Shohei Ohtani is in line to become the highest-paid player in all of baseball, and deservedly so. The reigning American League MVP is having another exceptional season and is a favorite to repeat the achievement this year. Winning back-to-back MVPs would place Ohtani in a league of his own and would create a bidding war among the MLB's richest organizations.
It's hard to determine the market value of a player of Shohei Ohtani's caliber. No player since Babe Ruth has been so dominant on the pitching and hitting side. There are no comparisons in modern-day baseball for a player possessing his skillset. In a recent article, MLB insider Jon Heyman added his views on the player's future contract.
"Having a second straight MVP-type season — will surely seek to become the first $50 million (or more) player as a 2024 free agent," wrote Heyman.
Heyman had previously mentioned the outlandish $50 million figure in an earlier tweet in June. With Juan Soto recently rejecting nearly half a billion dollars from the Washington Nationals, that figure may not seem so ludacris anymore.
"Angels can’t let Ohtani get away, can they? But if they sign him for fair value — $50M is about right? — they’ll have 3 players making $120M. Can they win like that? A close look." - Jon Heyman
Shohei Ohtani is currently one of the bargains of the season. The Los Angeles Angels have him on a $5.5 million salary this year after signing him to a 2-year, $8.5 million deal. Next year, Ohtani will be eligible for salary arbitration before becoming a free agent at the end of the 2023 season.
The Los Angeles Angels chose not to deal Shohei Ohtani during the August trade deadline but were apparently listening to offers. The New York Yankees, San Diego Padres, and Chicago White Sox were some of the teams interested in the two-way Japanese phenom.
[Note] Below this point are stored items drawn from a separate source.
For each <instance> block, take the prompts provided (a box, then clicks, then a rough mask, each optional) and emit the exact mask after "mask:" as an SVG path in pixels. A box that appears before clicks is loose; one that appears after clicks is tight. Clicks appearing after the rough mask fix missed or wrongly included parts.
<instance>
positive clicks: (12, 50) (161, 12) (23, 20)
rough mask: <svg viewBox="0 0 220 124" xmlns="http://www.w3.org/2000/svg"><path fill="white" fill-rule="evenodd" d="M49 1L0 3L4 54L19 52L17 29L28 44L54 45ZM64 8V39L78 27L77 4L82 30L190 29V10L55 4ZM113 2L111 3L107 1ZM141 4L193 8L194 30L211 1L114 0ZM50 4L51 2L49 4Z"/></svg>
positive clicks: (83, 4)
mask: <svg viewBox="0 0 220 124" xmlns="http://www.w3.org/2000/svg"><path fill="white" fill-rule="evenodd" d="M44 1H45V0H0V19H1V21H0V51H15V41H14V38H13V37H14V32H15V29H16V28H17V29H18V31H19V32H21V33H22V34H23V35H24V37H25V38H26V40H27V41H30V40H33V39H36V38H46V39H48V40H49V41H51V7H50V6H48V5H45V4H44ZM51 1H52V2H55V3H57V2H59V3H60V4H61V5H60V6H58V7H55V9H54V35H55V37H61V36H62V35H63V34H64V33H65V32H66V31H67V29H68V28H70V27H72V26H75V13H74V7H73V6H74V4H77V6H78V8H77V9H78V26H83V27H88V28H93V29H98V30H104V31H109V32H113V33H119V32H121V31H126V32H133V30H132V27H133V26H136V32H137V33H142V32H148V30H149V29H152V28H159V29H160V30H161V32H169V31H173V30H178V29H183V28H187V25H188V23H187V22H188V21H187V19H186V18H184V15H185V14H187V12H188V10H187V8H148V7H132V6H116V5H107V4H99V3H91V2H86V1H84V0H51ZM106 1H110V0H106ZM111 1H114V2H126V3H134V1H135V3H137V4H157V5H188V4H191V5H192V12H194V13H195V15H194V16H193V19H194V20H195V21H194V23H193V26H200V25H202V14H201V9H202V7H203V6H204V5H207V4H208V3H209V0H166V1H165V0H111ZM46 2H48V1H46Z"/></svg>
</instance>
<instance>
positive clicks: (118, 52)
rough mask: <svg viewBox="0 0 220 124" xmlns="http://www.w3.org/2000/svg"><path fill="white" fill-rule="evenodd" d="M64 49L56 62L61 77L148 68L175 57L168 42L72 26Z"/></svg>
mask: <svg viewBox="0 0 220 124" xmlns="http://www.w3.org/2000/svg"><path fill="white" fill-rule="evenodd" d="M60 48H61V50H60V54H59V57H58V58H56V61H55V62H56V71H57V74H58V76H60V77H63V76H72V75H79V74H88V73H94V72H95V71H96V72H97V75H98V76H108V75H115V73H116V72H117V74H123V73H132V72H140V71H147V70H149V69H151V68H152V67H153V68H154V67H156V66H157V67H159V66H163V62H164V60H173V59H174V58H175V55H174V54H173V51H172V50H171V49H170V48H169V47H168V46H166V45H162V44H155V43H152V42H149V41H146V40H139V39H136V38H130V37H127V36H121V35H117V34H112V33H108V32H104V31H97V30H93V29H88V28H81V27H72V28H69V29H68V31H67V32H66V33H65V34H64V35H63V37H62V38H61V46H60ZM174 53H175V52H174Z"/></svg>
Shohei Ohtani is one of the bargains of the season with a $5.5 million 2022 salary
Max Scherzer, the highest paid player in the majors, is currently earning $43.3 million yearly. Gerrit Cole of the Yankees is second with a salary of $36 million this season.
Mike Trout, Ohtani's teammate, is third on the list after signing a massive 12-year, $426 million contract. That deal, along with Anthony Rendon's, could be a major hurdle if the Angels hope to re-sign Ohtani. Trout and Rendon alone account for approximately $75 million of the Angels payroll.
"IT IS GONE!!! #GoHalos" - Los Angeles Angels
If Ohtani were to sign a $50 million yearly deal with the Angels, Ohtani, Rendon, and Trout would account for $125 million in payroll obligations. To put that into perspective, 11 teams in the majors have a total payroll of less than $125 million this year. Five of those teams currently have better records than the Angels.
It is difficult to see how the Angels can hold on to Shohei Ohtani. The math doesn't add up. Where is the money to invest in pitching?
Baseball is a team game, and the Angels' gamble of investing heavily in a few big-name stars has failed miserably. It may be time for Arte Moreno and the Angels to cut their losses and rebuild organically in the coming years.